Nomadland puts brakes on the American Dream

Extraordinary film follows a woman who kits out a van to criss-cross the country after losing her husband and her job

Thursday, 6th May 2021 — By Dan Carrier

Frances McDormand in Nomadland

On the road: Frances McDormand in Nomadland

NOMADLAND
Directed by Chloé Zhao
Certificate: 12a
☆☆☆☆

ONE-TRICK towns whose industries have collapsed run like a sore through the USA.

Those once-prosperous nooks and crannies scattered across the American plains, which built and then bought the products of the post-war consumer boom, are a well-viewed barometer of decline.

In Chloe Zhao’s extraordinary, triple-Oscar-winning film, the landscape of a crumbling Any Town USA immediately asks a question of the lead (Frances McDormand).

Without human attachment to anchor someone, what is to keep you from being on the move, finding peace in a vast land?

She believes without that attachment, coupled with the loss of community bonds based on work, a town feels empty.

Fern (McDormand) is a widow, who along with losing her husband, has lost her job.

She puts her meagre possessions into a lock-up garage, kits out the back of a van, and takes to the road.

We join her as she criss-crosses counties, stops off for a few weeks at a time in a mobile home park to work shifts in an Amazon warehouse and harbour scarce resources.

We are introduced to a rag-bag range of characters, from her friends who can’t quite get her lifestyle, and don’t understand a world where choice and necessity isn’t black and white, to those she encounters on the road.

While Fern exudes rootlessness, she also feels a strong attachment to her home on wheels – it contains memories and offers a sense of security. It becomes a silent character on the journey.

Zhao has pulled off a number of feats. Three characters are non-professional actors, people met on the road, drafted in to play fictional versions of themselves. There is a gentleness about their performances that gives an idea of the director’s approach. All are terrific.

The musical score dovetails with vistas to create a consuming atmosphere. It feels like a perfect film to watch on a big screen when cinemas reopen – a powerful story played out across an equally powerful backdrop.
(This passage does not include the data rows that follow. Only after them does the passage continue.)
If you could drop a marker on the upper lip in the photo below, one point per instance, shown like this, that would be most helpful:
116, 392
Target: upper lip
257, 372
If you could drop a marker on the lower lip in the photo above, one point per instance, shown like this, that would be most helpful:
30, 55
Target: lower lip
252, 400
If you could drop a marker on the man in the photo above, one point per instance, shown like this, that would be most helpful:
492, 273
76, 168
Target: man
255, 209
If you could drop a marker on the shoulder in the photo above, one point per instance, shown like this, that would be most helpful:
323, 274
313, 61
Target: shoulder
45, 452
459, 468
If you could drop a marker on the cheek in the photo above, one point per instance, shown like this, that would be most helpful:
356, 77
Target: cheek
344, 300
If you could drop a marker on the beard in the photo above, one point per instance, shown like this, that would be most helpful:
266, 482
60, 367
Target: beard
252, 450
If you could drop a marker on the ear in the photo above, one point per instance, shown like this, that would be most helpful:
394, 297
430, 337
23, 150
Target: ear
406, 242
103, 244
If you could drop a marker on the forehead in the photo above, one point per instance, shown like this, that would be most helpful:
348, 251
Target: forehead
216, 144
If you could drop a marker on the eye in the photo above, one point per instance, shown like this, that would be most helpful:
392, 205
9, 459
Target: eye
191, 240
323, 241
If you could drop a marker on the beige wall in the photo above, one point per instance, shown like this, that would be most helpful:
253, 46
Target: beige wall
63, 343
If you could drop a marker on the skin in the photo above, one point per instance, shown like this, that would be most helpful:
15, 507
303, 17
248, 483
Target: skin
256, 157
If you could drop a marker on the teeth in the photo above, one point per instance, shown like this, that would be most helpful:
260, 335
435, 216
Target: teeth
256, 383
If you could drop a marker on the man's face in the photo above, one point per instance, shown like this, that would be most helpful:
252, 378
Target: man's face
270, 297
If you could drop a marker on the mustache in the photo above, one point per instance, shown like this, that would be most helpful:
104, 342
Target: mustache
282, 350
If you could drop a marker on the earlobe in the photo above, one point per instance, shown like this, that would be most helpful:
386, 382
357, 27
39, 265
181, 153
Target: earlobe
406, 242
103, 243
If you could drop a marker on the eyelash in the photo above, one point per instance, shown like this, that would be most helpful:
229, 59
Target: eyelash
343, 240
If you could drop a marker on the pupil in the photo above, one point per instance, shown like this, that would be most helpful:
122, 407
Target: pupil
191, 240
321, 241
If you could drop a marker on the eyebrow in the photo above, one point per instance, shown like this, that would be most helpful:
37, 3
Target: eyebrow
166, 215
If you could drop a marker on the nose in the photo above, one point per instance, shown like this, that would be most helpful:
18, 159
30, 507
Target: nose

Essentially, Zhao and McDormand have created characters who swing on an emotional pendulum. It is a grown-up approach to drama, an acceptance that motives are never cut and dried, and being human means being both fragile and strong.

This is not a romanticised take on the American Dream, but instead recognises the harsh reality of the pioneer spirit that has become a warped, gilded cliché in American culture.